The statements provided by the users have a prefix "[i]", and the GLIM outputs have a prefix "[o]". The first procedure in the GLIM program is to specify the number of data points in the data set using "unit" statement. If there are k sources, there will be 2k data points. In the example there are 3 sources, and 23 = 8.
[i] ? $unit 8$
Next, data input.

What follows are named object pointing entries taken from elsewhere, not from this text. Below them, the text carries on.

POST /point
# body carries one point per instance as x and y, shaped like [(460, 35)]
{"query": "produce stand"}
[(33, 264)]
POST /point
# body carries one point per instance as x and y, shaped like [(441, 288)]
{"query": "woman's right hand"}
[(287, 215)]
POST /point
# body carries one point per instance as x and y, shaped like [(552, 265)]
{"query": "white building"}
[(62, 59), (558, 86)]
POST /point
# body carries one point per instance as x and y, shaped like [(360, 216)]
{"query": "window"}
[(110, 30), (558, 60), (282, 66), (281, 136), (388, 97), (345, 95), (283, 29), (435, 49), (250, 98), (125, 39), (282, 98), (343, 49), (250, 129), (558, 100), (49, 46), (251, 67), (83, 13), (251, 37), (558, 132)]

We use 'p1' as the first source (animal control), 'p2' as the second source (hospital), 'p3' as the third source (police/victim reports), and 'r' as the number of cases by the sources. The 'data' statement defines the variable name and the 'read' commend reads the data value into the specified variable. In the following, the first 'read' statement reads the values in the first column of Table 1 to the variable 'p1', the second reads the second column of Table 1, etc. Since the last element of the variable 'r' (= number of cases observed by neither of the sources) is unobservable, you may use any number as the input value, here '0' is used.
[i] ? $data p1$read 0 1 0 1 0 1 0 1$
[i] ? $data p2$read 0 0 1 1 0 0 1 1$
[i] ? $data p3$read 0 0 0 0 1 1 1 1$
[i] ? $data r$read 1 7 15 326 27 323 91 0$
Because of unobservable, the last data point will not be used in the model fitting and a weight variable will be used to specify which data point(s) won't be included in the analysis. The following 'data' and 'read' statements read in 'w' which will be used as a weight variable in the analysis. If the weight value is '0', the correspondent data point will not be included. In this example, the last data point will be excluded from the analysis.
[i] ? $data w$read 1 1 1 1 1 1 1 0$
Next step, specify the response or y variable, in the example, it is 'r'. Also define the error distribution as Possion, and the weight variable as 'w'.
[i] ? $yvar r$err p$wei w$
Now we may start to fit different models to the dataset by using the 'fit' commend. First, the independent model, that is the model with three main effects only and without any interaction terms. The deviance for this independent model is 49.22 with 3 degrees of freedom (p-value < 0.05) and it is not a good fit, more interaction terms should be introduced.
[i] ? $fit p1+p2+p3$
[o] scaled deviance = 49.220 at cycle 4
[o] residual df = 3 from 7 observations
Since the independent model is not fitting well, a saturated model will be fit by including all possible interaction terms (except 3-way interaction). Then use backward elimination to remove those un-significant interaction terms. The term 'p1.p2' is the interaction of 'p1' and 'p2'.
[i] ? $fit +p1.p2+p1.p3+p2.p3$
[o] scaled deviance = 2.331e-15(change =-49.22)at cycle 2
[o] residual df = 0 (change = -3 ) from 7 observations
Backward elimination. First remove the interaction of the first and second sources. The change of deviance when 'p1.p2' is removed is 0.82 with 1 degree of freedom. This indicates that 'p1.p2' is not significant and will be removed from the model.
[i] ? $fit -p1.p2$
[o] scaled deviance = 0.82089 (change =+0.8209) at cycle 3
[o] residual df = 1(change = +1 ) from 7 observations
Next, remove the interaction of the first and third sources, and again, it is not significant.
[i] ? $fit -p1.p3$
[o] scaled deviance = 3.8174 (change = +2.996) at cycle 3
[o] residual df = 2 (change = +1 ) from 7 observations
In a 3-source model there are only three 2-way interaction terms. The independent model is not fitting well and 'p1.p2' and 'p1.p3' are not significant, this suggests that the interaction of the second and third sources ('p2.p3') must be significant. Therefore, the final model will be p1+p2+p3+p2.p3. Look at the estimates of the parameters for the selected model. The commend 'd' is for display, and 'e' represents estimates.
[i] ? $d e$
[o] estimate s.e. parameter
[o] 1 -0.7090 0.3831 1
[o] 2 2.725 0.1574 P1
[o] 3 3.752 0.3576 P2
[o] 4 3.778 0.3575 P3
[o] 5 -2.311 0.4044 P2.P3
[o] scale parameter 1.000
Finally, check the estimated number of cases which were missed by all three sources. Since the last data point (the 8th one) corresponds to the number of cases observed by neither of the sources, the fitted value (or the estimated value) of that data point will give us the estimate. '%fv' is a system defined variable for fitted values and 'look 8' will view the eighth of the fitted value. Therefore, there were 1388 dog bite injuries missed by all three reporting sources in Pittsburgh.
[i] ? $look 8 %fv$
[o] %FV
[o] 8 1388.
Note, if '0' is used to indicate 'identified' and '1' indicate 'not identified' in the data set, the estimated number of missing cases can also be calculated by exp(-0.709+2.725+3.752+3.788-2.311), that is the exponential of the summation of all the parameter estimates.